From 1973 to 1989, this historic building was considered a community eyesore; boarded up and surrounded by chain link fences. Much of the original slate roof had been damaged by a fire set during the 1977 New York City blackout. Through the joint efforts of local historians, neighborhood activists and Columbia University students, the building was given landmark status in 1983 and is now the largest hostel in North America. With 670 beds, the American Youth Hostels building hosts visitors from all over the world offering dorm style rooms with modern amenities that include a large outdoor patio and green space, a game room, a café, an internet and television lounge and a large communal kitchen.
But what is most intriguing about this building is only briefly described on the plaque that sits at the main entrance. 891 Amsterdam Avenue, located on the corner of 103rd Street was once known as The Association Residence for Respectable Aged Indigent Females, a place for elderly woman to help them “avoid the degradation of the poorhouse”. It was constructed in 1881-83 by “The Association”, one of New York City’s most charitable organizations. The residence was open to “any respectable non-Roman Catholic gentlewoman over sixty years of age, on payment of $150 and the surrender of any property she possessed”. A subsequent gift of $250,000 funded an addition in 1908, extending the building to 104th street and included the installation of a gorgeous Tiffany window to the chapel, which is now housed in a museum in Winter Park Florida.

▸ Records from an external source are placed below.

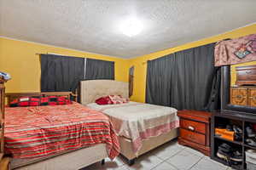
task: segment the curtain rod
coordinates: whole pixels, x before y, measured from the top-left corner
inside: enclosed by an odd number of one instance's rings
[[[228,40],[232,40],[231,38],[228,37],[228,38],[225,38],[225,39],[223,39],[223,40],[220,40],[219,42],[221,41],[228,41]],[[218,43],[219,42],[216,42],[216,43]],[[146,60],[144,62],[143,62],[143,65],[146,65],[148,63],[148,61],[150,61],[151,60]]]
[[[55,53],[46,53],[46,54],[36,53],[36,55],[41,55],[41,54],[65,55],[65,54],[55,54]],[[65,56],[68,56],[68,55],[65,55]],[[71,56],[71,55],[70,55],[70,56]]]
[[[143,62],[143,65],[146,65],[148,63],[148,61],[151,61],[151,60],[148,60]]]
[[[67,55],[67,54],[55,54],[55,53],[36,53],[36,55],[41,55],[41,54],[52,54],[52,55],[62,55],[62,56],[67,56],[67,57],[79,57],[79,58],[85,58],[84,56],[75,56],[75,55]]]

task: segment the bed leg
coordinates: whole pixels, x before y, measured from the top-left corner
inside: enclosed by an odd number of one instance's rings
[[[135,159],[128,160],[128,165],[132,166],[135,163]]]
[[[102,160],[102,165],[105,165],[105,159]]]

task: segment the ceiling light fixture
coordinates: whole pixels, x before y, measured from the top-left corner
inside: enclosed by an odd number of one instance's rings
[[[124,21],[121,26],[121,31],[128,37],[139,34],[143,30],[142,23],[137,18],[131,18]]]

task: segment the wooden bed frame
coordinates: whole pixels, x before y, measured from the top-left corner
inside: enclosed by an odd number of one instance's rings
[[[20,97],[46,97],[46,96],[66,96],[68,99],[74,98],[73,101],[77,101],[77,94],[72,92],[32,92],[32,93],[7,93],[5,98],[7,98],[7,105],[14,99]]]
[[[7,93],[7,105],[17,98],[20,97],[45,97],[45,96],[67,96],[71,99],[74,96],[74,100],[77,95],[72,92],[35,92],[35,93]],[[87,167],[92,163],[101,162],[104,164],[104,159],[108,157],[105,144],[99,144],[89,148],[81,148],[76,150],[60,153],[55,156],[49,156],[41,159],[29,160],[26,159],[20,162],[18,159],[10,159],[10,168],[15,170],[55,170],[55,169],[68,169],[77,170]]]

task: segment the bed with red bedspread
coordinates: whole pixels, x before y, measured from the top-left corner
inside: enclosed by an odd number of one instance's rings
[[[5,151],[14,158],[40,158],[97,144],[106,144],[111,159],[119,153],[108,116],[76,102],[6,107],[5,115]]]

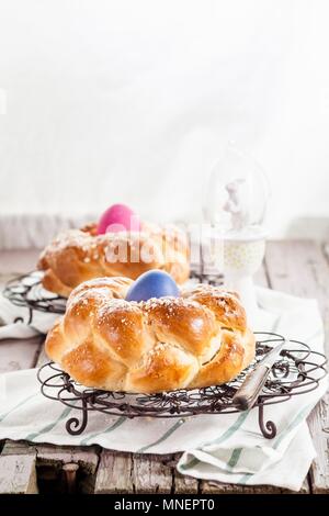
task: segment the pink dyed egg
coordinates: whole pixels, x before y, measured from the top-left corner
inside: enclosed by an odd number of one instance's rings
[[[99,221],[98,234],[117,233],[122,231],[138,232],[140,221],[138,215],[125,204],[113,204],[107,207]]]

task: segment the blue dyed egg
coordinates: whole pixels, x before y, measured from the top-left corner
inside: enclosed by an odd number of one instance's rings
[[[178,285],[170,274],[162,270],[149,270],[132,284],[126,300],[147,301],[151,298],[164,298],[171,295],[178,298],[180,294]]]

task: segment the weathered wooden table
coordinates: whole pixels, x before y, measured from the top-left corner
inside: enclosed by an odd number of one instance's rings
[[[33,270],[37,251],[0,253],[0,281]],[[284,240],[268,244],[259,284],[317,298],[329,352],[329,244]],[[1,341],[0,372],[42,363],[41,338]],[[329,493],[329,396],[313,411],[308,424],[317,450],[302,493]],[[100,447],[58,447],[0,442],[0,493],[283,493],[273,486],[240,486],[197,481],[175,470],[178,455],[132,455]]]

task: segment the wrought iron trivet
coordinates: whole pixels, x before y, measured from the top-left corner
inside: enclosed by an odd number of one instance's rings
[[[257,352],[253,363],[239,377],[223,385],[203,389],[163,392],[159,394],[127,394],[124,392],[87,389],[75,382],[54,362],[43,366],[37,374],[42,393],[65,405],[81,412],[81,418],[71,417],[66,423],[71,435],[81,434],[93,412],[126,417],[180,417],[200,414],[232,414],[239,412],[232,403],[236,390],[246,374],[257,362],[284,337],[273,333],[256,333]],[[271,374],[259,396],[256,407],[259,411],[259,427],[264,437],[276,435],[272,420],[264,420],[264,406],[288,401],[291,397],[314,391],[326,375],[326,357],[310,350],[307,344],[290,340],[281,351]]]
[[[29,309],[27,324],[32,323],[34,310],[53,314],[64,314],[65,312],[66,299],[43,288],[43,274],[42,271],[34,271],[19,276],[8,281],[3,290],[3,295],[14,305]]]

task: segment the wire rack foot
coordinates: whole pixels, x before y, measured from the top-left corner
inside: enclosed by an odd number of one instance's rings
[[[89,416],[94,413],[111,416],[185,418],[202,414],[225,415],[240,412],[232,399],[250,370],[281,340],[283,336],[273,333],[256,333],[256,358],[248,369],[234,381],[202,389],[181,389],[156,394],[133,394],[126,392],[87,389],[75,382],[68,373],[54,362],[48,362],[38,371],[42,393],[56,402],[76,410],[73,417],[66,423],[70,435],[84,431]],[[264,417],[264,407],[287,402],[293,396],[309,393],[318,388],[327,374],[326,357],[313,351],[308,345],[290,339],[287,348],[274,363],[261,396],[258,408],[258,424],[262,435],[272,439],[277,429],[272,418]],[[80,416],[79,416],[80,412]]]

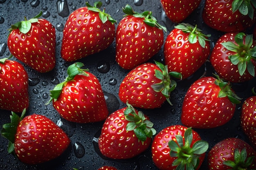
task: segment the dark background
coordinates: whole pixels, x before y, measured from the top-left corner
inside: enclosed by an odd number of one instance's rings
[[[89,0],[91,5],[94,0]],[[65,21],[73,11],[85,6],[85,0],[0,0],[0,58],[9,57],[10,53],[7,47],[8,34],[7,29],[11,24],[24,20],[24,16],[28,19],[32,18],[40,11],[43,11],[41,18],[47,19],[56,29],[57,46],[56,48],[56,65],[52,71],[45,73],[39,73],[26,65],[25,67],[29,77],[30,106],[27,115],[35,113],[46,116],[61,126],[68,134],[71,140],[70,147],[56,159],[47,163],[36,166],[28,166],[16,160],[7,152],[8,141],[0,137],[0,169],[1,170],[71,170],[76,168],[79,170],[97,170],[104,165],[112,166],[119,170],[157,170],[151,159],[150,148],[144,153],[134,159],[128,160],[113,160],[104,159],[99,154],[98,150],[94,148],[97,142],[93,141],[99,136],[103,122],[86,124],[79,124],[68,122],[61,118],[53,108],[52,104],[45,105],[49,99],[49,91],[56,84],[63,81],[67,75],[67,68],[74,62],[65,62],[61,57],[60,50],[62,39],[62,30]],[[184,22],[189,22],[203,30],[205,34],[211,34],[211,48],[223,33],[211,29],[205,25],[201,18],[204,0],[199,7]],[[118,23],[124,13],[121,8],[129,4],[135,11],[142,12],[151,11],[159,23],[166,27],[167,33],[164,33],[165,39],[173,29],[174,23],[166,18],[163,11],[160,0],[105,0],[103,1],[102,10],[106,7],[106,13],[117,20]],[[64,7],[59,8],[63,5]],[[155,60],[163,62],[163,48],[149,61]],[[91,55],[77,61],[84,64],[86,68],[94,74],[100,80],[107,99],[110,112],[123,108],[126,105],[118,98],[119,84],[128,71],[120,67],[115,60],[115,42],[106,50]],[[17,60],[14,57],[11,60]],[[100,66],[103,69],[99,69]],[[104,67],[104,66],[105,67]],[[157,132],[171,125],[181,124],[180,115],[184,96],[189,86],[202,75],[212,75],[213,70],[207,61],[194,75],[186,79],[177,82],[177,86],[172,92],[171,101],[173,106],[167,102],[159,108],[151,110],[140,109],[148,115],[154,123],[154,128]],[[243,99],[252,95],[251,90],[255,84],[255,79],[240,84],[233,84],[233,88],[236,94]],[[227,124],[218,128],[209,129],[194,129],[201,135],[202,139],[209,144],[209,149],[218,142],[229,137],[238,137],[249,142],[240,126],[239,115],[242,103],[237,105],[235,115]],[[11,112],[0,110],[0,127],[9,122]],[[76,149],[75,146],[78,147]],[[83,150],[84,149],[84,151]],[[84,155],[83,155],[84,154]],[[200,170],[207,169],[206,159]]]

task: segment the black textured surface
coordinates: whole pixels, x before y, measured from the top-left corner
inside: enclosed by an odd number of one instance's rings
[[[26,16],[29,18],[35,16],[40,10],[43,12],[43,17],[50,21],[56,28],[57,46],[56,65],[52,71],[40,73],[25,65],[29,77],[30,106],[27,115],[34,113],[46,116],[57,124],[62,123],[61,126],[70,137],[70,147],[61,156],[56,159],[43,164],[30,166],[25,165],[15,159],[7,151],[7,141],[0,137],[0,169],[1,170],[71,170],[76,168],[79,170],[97,170],[104,165],[112,166],[119,170],[157,170],[151,158],[150,148],[140,156],[128,160],[119,161],[102,158],[94,147],[94,137],[99,135],[103,122],[96,123],[79,124],[68,122],[61,118],[58,113],[52,104],[45,105],[49,99],[49,91],[55,84],[63,81],[66,77],[66,69],[72,64],[65,62],[60,56],[60,50],[63,33],[62,30],[69,15],[76,9],[85,6],[85,0],[0,0],[0,57],[8,57],[10,55],[6,47],[8,31],[7,30],[11,24],[24,20]],[[92,4],[94,0],[89,0]],[[210,33],[211,47],[223,33],[218,32],[204,24],[201,17],[204,4],[202,0],[199,8],[184,22],[192,25],[198,24],[206,34]],[[64,5],[64,11],[58,11],[60,3]],[[160,24],[166,26],[168,30],[165,38],[173,28],[174,24],[167,19],[163,11],[160,0],[105,0],[101,7],[106,7],[107,13],[117,20],[118,23],[123,17],[121,8],[127,4],[131,5],[135,11],[141,12],[151,11],[153,15]],[[102,88],[106,96],[110,111],[112,112],[126,106],[118,99],[119,85],[128,71],[121,68],[115,60],[115,42],[107,49],[97,54],[87,57],[78,61],[82,62],[90,71],[100,79]],[[163,61],[163,50],[156,55],[153,60]],[[11,60],[17,60],[14,57]],[[98,68],[103,66],[101,69]],[[109,68],[109,70],[108,69]],[[172,92],[171,101],[173,106],[167,102],[159,108],[152,110],[142,110],[155,124],[154,127],[159,132],[168,126],[180,124],[180,115],[182,101],[189,86],[202,75],[211,75],[213,69],[209,62],[196,73],[189,79],[177,82],[177,86]],[[243,102],[247,97],[252,95],[251,89],[255,84],[254,80],[243,84],[234,84],[233,89],[237,94],[243,98]],[[237,106],[235,115],[226,124],[218,128],[210,129],[194,129],[201,136],[203,140],[209,144],[209,149],[220,141],[228,137],[237,137],[247,141],[240,127],[239,115],[242,103]],[[0,126],[9,121],[11,112],[0,110]],[[78,151],[76,151],[78,147]],[[84,149],[84,150],[83,149]],[[84,155],[83,154],[84,152]],[[205,159],[200,170],[207,169]]]

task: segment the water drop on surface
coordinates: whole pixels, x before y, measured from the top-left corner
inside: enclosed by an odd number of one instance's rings
[[[81,158],[83,157],[85,153],[85,150],[80,143],[79,142],[75,142],[73,147],[74,152],[76,157]]]

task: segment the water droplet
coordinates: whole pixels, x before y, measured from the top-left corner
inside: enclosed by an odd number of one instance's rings
[[[45,11],[43,12],[43,14],[42,14],[42,16],[45,18],[48,17],[50,16],[50,12],[48,11]]]
[[[115,86],[117,83],[117,81],[115,79],[112,78],[109,80],[108,83],[111,85]]]
[[[108,73],[110,68],[109,63],[106,61],[100,61],[97,65],[97,69],[99,72],[103,73]]]
[[[70,14],[70,11],[66,0],[58,0],[56,2],[57,11],[58,15],[62,17],[67,17]]]
[[[4,18],[0,16],[0,24],[2,24],[4,22]]]
[[[56,29],[59,31],[61,32],[64,29],[64,25],[62,23],[58,23],[56,24]]]
[[[73,147],[74,152],[76,157],[81,158],[83,157],[85,153],[85,150],[80,143],[79,142],[75,142],[73,145]]]
[[[0,56],[4,55],[7,47],[7,45],[6,43],[2,43],[0,44]]]
[[[40,82],[38,78],[29,78],[29,85],[30,86],[36,86]]]
[[[39,5],[40,1],[39,0],[34,0],[30,2],[30,5],[32,7],[36,7]]]
[[[143,3],[143,0],[134,0],[134,4],[137,6],[140,6]]]

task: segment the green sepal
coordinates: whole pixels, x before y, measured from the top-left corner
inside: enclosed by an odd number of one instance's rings
[[[167,32],[166,27],[160,24],[157,22],[157,19],[152,15],[152,12],[145,11],[142,13],[138,13],[133,10],[132,7],[129,4],[126,4],[125,7],[122,8],[123,12],[126,14],[124,16],[127,15],[133,15],[135,17],[144,18],[144,22],[150,26],[156,26],[157,28],[163,29]]]
[[[105,13],[105,9],[102,11],[99,9],[102,6],[102,2],[100,1],[95,2],[92,6],[87,2],[86,2],[86,6],[89,11],[92,11],[99,13],[99,16],[103,24],[105,23],[108,20],[112,23],[116,23],[117,20],[114,19],[110,15]]]
[[[70,65],[67,68],[67,76],[66,77],[66,79],[64,82],[57,84],[52,90],[50,91],[51,98],[45,104],[48,104],[54,99],[56,101],[61,94],[63,87],[67,82],[72,81],[76,75],[80,75],[86,76],[88,76],[88,74],[85,71],[88,71],[89,70],[81,68],[83,66],[84,66],[84,65],[83,63],[77,62]]]
[[[156,133],[153,128],[154,124],[146,119],[144,114],[139,111],[137,114],[132,105],[126,103],[127,108],[124,112],[126,119],[129,121],[126,128],[127,131],[133,130],[137,138],[142,144],[148,137],[152,137]]]
[[[211,34],[203,34],[202,31],[198,28],[196,25],[194,26],[188,23],[182,23],[175,26],[174,28],[180,29],[185,33],[189,33],[189,41],[191,44],[196,43],[198,39],[200,45],[204,48],[206,41],[210,41],[210,40],[207,38],[211,36]]]

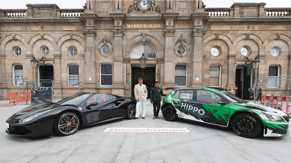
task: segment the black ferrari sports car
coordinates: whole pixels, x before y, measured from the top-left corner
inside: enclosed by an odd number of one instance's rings
[[[27,136],[54,133],[65,136],[79,127],[135,117],[134,98],[109,94],[78,93],[56,103],[34,105],[17,112],[6,121],[6,132]]]

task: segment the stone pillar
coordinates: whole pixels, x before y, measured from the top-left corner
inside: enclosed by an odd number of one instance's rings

The design of the building is described as “a French-inspired style which recalls the Victorian Gothic” and was created by Richard Morris Hunt, one of the most sought after architects of the 19th century. Hunt, the first American Architect to attend the L’Ecole des Beaux Arts in Paris, is now best known as the architect of the lavish summer residences for the Vanderbilt family; the Biltmore Estate in Asheville, North Carolina and The Breakers in Newport, Rhode Island. He designed over 75 structures in New York City alone, including many large mansions for the wealthiest citizens of the gilded era. Of those, only 20 of his works in this city still stand. Amongst them, the base of the Statue of Liberty and the front façade of the Metropolitan Museum of Art. We are fortunate that strong community involvement resulted in the preservation of this important landmark, which has also brought new life to the neighborhood.